Saturday, August 18, 2007

MadCityDad's Skillet Blueberry Cobbler

MadCityDad's Skillet Blueberry Cobbler
From MadCityDad on the Smack




ingredients:
2 tablespoons unsalted butter, softened
4 cups fresh or thawed frozen blueberries, divided
1/2 cup granulated sugar, divided
1 tablespoon all-purpose flour
1 teaspoon lemon zest*
1 tablespoon lemon juice*
1/4 teaspoon grated nutmeg



1-1/4 cups all-purpose flour
1/2 cup granulated sugar
1-1/2 teaspoons baking powder
1/4 teaspoon kosher salt*
1/2 teaspoon cinnamon
4 tablespoons unsalted butter, melted
1/2 cup whole milk
1 teaspoon vanilla extract




Directions:
In a nonstick, ovenproof 10-inch skillet** (see note below) over medium heat, melt the butter. Add 2 cups of the blueberries with 1/4 cup of the sugar, stirring frequently until the mixture has the consistency of jam, about 10 minutes. Remove from the heat.

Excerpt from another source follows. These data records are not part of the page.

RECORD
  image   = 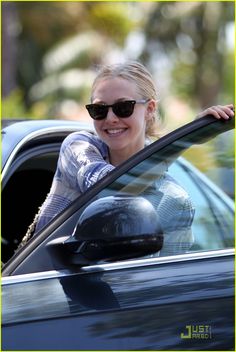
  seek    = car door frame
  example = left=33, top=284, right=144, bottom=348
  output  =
left=2, top=115, right=234, bottom=276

Add the remaining 2 cups of blueberries, the remaining 1/4 cup sugar, the flour, lemon zest, lemon juice, and nutmeg to the cooked berries and stir to combine. Make sure all of the whole berries are evenly coated.



In a large mixing bowl, sift the flour, sugar, baking powder, salt, and cinnamon.

Combine the melted butter, milk, and vanilla and add to the dry ingredients. Continue to mix until well combined, scraping down the sides once. There may still be some lumps. Drop the batter over the fruit in large spoonfuls starting in the middle and working out to the sides, leaving a 1-inch border of exposed fruit around the outside edge. It will seem like there is a shortage of batter, but it will expand while baking.

Baking instructions:
Cook over Indirect Medium heat (about 350°F) for 20 minutes. For even cooking, carefully rotate the pan 90 degrees, being careful because the fruit mixture will be bubbling up. Continue to bake until a skewer inserted into the center of the crust comes out clean, 25 to 30 minutes more.

Place the skillet on a wire rack and let stand for 10 minutes. Serve while still warm or at room temperature and top with vanilla ice cream or whipped cream, or vanilla yogurt if desired.

* I did not remember to buy unsalted butter, so I used salted and omitted the salt
* I also had issues with my lemon zest. Next time I'll just use the bottled dried stuff or get a real zester gadget.

** An oven-safe skillet is NOT necessary for this! If you don't have one, make the blueberry goo in a skillet, then transfer to a nonstick or greased oven-safe pan. A 9" cake pan or 10" pie plate would work, or a square pan. Feel free to explore the world of pans in your cupboard. :-)

Makes 6 to 8 servings

1 comment:

Liliana said...

You cook so much. I had no idea you cook so much. I'm so hungry from looking at your cooking blog. I didn't know you kept a cooking blog! Everything looks fantastic. Will you make me some cinnamon rolls? Haha! I might try making them. The ribs look delectable. Where did Flirting with Ana go???